This Island's Mine was originally written in 1988 for Gay Sweatshop in response to Section 28. Yet it doesn't feel like a museum piece, and in some ways it's still sadly resonant to a London in 2019.
Of course, there has been huge progress made in terms of attitudes towards the LGBT+ community in the past 30 years. As well as being an actor, I also spend a lot of time working with young people through my activism with The Advocacy Academy, and even just the amount of out young queer people I encounter on a daily basis makes it feel like a very different landscape to when I was growing up.
But here we are, 30 years later, still questioning the validity of teaching children about LGBT+ relationships and families, with recent protests outside primary schools in Birmingham in response to the LGBT+ inclusive No Outsiders lessons.
And I worry that narrative about progress often erases the hardship that so many LGBT+ still face - in particular, when talking about trans, gender nonconforming or non-binary people whose very legitimacy to existence is often allowed to be the subject of debate. As someone who identifies as non-binary myself (I use they/them pronouns), I so often find myself in spaces having to justify my right to identify as I choose, and I find it hard to celebrate progress when we live in a society where so many trans people face violence on a daily basis.
Undeniably, we have many more queer role models, and young queer people are no longer having to grow up without ever seeing themselves in the public eye. That being said, the overwhelming majority are still cisgender, white and male. As queer people, we're so used to be referred to as a community, but sometimes I worry that forces LGBTQ+ people into an unrepresentative monolith rather than the rainbow we know ourselves to be.
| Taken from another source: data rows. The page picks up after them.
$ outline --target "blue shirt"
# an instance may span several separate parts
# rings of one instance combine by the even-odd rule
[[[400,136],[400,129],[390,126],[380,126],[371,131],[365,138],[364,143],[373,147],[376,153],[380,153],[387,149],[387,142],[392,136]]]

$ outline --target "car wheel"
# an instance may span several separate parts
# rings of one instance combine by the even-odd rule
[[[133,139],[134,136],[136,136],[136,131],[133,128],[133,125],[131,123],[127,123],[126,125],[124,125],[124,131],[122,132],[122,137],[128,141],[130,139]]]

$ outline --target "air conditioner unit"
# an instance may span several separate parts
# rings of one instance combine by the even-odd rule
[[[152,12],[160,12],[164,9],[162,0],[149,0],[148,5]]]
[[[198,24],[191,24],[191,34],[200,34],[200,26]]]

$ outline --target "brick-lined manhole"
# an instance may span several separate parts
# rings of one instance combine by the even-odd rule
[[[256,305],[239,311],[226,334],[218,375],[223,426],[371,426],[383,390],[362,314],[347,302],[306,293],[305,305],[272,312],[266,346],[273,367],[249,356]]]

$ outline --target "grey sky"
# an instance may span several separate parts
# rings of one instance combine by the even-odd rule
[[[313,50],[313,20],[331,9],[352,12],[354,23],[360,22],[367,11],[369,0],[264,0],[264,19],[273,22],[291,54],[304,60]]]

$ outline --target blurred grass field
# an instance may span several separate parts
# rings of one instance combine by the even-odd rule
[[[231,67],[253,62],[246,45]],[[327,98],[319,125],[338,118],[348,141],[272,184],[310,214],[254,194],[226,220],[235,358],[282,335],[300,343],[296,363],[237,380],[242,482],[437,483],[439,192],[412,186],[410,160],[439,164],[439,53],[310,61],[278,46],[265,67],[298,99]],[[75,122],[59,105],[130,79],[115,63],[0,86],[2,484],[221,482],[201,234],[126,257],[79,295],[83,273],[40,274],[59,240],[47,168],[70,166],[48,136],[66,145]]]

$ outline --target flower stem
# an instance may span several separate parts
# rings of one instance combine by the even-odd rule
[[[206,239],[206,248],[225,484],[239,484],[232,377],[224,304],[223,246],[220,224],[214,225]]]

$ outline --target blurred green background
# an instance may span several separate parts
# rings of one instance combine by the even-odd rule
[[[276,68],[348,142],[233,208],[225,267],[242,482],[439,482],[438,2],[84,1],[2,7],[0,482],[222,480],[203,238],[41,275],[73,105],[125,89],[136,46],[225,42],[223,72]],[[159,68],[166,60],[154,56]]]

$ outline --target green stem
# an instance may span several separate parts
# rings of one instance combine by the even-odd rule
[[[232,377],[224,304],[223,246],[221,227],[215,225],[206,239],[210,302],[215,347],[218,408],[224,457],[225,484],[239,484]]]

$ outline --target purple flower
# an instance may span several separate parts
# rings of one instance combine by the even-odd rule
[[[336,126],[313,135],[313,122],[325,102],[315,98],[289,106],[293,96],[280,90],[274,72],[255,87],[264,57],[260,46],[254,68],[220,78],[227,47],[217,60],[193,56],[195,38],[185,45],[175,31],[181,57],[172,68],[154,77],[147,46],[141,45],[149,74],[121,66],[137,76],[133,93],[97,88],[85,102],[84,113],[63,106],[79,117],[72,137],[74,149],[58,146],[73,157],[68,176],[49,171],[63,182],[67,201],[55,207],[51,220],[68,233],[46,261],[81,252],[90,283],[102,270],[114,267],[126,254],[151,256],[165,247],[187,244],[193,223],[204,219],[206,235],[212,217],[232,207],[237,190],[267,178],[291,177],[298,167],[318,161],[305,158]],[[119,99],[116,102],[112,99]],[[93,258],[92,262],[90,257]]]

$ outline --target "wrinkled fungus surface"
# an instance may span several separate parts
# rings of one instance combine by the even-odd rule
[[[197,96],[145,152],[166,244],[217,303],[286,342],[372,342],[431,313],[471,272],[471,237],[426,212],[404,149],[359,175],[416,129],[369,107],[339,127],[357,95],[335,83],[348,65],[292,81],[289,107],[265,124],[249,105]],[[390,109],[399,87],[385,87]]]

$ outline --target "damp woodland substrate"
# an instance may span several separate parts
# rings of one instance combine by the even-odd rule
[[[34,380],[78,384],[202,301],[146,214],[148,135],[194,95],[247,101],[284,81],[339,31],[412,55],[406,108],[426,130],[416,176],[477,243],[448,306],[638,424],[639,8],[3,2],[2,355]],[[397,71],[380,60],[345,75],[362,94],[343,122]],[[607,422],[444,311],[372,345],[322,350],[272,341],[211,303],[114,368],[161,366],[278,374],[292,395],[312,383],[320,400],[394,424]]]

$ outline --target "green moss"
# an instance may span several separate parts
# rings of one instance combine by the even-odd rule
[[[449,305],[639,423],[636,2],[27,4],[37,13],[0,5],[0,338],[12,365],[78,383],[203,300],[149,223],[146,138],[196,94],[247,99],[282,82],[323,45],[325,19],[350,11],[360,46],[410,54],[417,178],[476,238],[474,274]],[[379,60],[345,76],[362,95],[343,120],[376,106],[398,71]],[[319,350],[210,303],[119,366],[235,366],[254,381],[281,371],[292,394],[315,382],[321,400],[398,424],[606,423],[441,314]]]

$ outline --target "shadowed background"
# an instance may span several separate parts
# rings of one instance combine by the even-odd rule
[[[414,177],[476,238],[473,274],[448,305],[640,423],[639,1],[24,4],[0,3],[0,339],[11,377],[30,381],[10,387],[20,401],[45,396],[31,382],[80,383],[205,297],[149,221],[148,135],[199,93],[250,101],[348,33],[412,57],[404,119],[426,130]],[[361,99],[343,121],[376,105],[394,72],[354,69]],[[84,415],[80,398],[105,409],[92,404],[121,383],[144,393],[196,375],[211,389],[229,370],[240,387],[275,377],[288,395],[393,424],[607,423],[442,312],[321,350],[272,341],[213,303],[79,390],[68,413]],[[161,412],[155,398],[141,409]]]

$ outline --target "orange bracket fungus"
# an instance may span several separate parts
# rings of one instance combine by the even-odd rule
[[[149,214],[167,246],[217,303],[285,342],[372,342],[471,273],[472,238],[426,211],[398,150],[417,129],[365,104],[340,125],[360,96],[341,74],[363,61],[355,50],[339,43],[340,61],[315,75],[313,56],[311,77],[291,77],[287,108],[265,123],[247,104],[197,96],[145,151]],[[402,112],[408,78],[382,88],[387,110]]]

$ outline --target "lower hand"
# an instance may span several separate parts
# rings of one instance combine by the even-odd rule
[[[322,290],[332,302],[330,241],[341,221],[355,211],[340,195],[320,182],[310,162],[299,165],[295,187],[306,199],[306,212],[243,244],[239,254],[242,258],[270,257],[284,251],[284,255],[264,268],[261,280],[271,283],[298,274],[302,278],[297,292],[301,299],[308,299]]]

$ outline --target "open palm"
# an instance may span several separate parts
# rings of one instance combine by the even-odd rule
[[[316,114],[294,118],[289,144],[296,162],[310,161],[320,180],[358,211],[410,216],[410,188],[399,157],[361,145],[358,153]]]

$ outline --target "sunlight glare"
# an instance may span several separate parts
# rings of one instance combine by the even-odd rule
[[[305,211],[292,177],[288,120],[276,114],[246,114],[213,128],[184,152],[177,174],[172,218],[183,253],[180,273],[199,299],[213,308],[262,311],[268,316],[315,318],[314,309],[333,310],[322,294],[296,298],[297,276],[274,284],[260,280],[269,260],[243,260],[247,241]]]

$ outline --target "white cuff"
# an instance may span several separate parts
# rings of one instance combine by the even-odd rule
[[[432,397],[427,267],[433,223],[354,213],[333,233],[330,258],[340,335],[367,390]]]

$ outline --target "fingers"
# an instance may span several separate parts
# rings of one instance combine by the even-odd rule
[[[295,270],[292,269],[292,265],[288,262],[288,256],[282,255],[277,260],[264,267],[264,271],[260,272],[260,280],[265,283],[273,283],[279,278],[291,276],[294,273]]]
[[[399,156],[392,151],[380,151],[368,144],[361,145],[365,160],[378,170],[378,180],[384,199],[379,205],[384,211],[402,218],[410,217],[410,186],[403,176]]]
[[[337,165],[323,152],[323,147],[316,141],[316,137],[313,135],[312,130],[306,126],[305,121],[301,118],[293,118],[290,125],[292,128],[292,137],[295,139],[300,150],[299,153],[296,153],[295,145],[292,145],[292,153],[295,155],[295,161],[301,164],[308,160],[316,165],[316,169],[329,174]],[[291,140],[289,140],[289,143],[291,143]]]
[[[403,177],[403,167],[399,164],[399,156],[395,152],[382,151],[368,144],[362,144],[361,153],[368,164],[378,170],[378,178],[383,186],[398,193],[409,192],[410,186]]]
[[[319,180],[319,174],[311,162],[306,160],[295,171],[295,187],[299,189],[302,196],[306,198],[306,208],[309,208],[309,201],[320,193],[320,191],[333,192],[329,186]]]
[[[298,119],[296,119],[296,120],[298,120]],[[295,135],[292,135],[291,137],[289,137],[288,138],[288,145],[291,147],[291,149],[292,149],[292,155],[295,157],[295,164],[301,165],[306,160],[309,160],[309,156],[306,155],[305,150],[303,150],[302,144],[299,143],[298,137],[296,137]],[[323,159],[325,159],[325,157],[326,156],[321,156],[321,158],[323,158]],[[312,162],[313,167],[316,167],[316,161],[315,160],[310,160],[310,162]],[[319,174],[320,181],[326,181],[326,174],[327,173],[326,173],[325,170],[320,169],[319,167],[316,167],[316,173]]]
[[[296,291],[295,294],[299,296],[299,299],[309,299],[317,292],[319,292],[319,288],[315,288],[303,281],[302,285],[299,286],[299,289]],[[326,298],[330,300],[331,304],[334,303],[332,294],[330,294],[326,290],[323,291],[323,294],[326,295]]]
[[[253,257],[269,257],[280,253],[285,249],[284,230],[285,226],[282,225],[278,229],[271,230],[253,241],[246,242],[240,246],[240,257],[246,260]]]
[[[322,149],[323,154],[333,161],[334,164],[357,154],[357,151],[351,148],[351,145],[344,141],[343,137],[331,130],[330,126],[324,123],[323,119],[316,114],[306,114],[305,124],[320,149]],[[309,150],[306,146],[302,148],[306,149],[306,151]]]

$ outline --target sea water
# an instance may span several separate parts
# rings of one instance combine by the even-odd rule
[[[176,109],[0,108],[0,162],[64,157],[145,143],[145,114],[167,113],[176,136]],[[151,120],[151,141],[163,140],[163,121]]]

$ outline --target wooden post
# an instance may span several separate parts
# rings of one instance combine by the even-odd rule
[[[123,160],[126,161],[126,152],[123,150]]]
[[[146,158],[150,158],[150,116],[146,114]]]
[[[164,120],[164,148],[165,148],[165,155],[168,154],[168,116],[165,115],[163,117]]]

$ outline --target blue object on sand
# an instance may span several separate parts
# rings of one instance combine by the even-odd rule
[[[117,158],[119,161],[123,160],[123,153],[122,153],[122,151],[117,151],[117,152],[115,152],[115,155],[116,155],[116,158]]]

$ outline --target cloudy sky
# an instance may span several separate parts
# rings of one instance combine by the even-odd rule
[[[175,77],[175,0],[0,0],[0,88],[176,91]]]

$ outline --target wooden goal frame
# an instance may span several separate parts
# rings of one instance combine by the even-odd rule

And that is one of the reasons This Island's Mine feels such a progressive play. In the late Eighties, there was Philip Osment depicting queer characters with real depth and nuance. Long before conversations about intersectionality were commonplace, Osment was challenging the perceived homogeneity of the gay experience. Lesbian and gay characters are given even weight which, still today, feels like a rarity. And as the play unfolds, it explores how race and class are major factors when it comes down to the different lived experience of homophobia - a conversation that, even now, often gets missed.
At one point in This Island's Mine we see Selwyn, a young black gay man (played by Corey Montague-Sholay), struggle to confide in his white boyfriend Mark (the character I play) after he has been a target of police brutality. It's a tender and fragile moment. Mark says he understands - after all, he knows what's it's like to experience homophobia; in the play, we see him being fired from his job for being gay - but ultimately he has to confront that Selwyn's reality as a black, gay man places him at the sharper end of violence.
As a queer actor, I find it so galvanising to be part of a play that depicts gay and lesbian characters with such complexity - their lives are multifaceted and their trials reach beyond their sexuality. I feel indebted to the Gay Sweatshop for pioneering the way for LGBT+ theatre in the UK and proud to be picking up the mantle from them.
This Island's Mine weaves together a tapestry of outsiders who are on their journey from surviving to thriving. And I think now, just as much as in 1988, we need queer narratives of hope. I hope audiences will leave enriched by the legacy of a play with a 30-year history and buoyed with the potential to make a better future.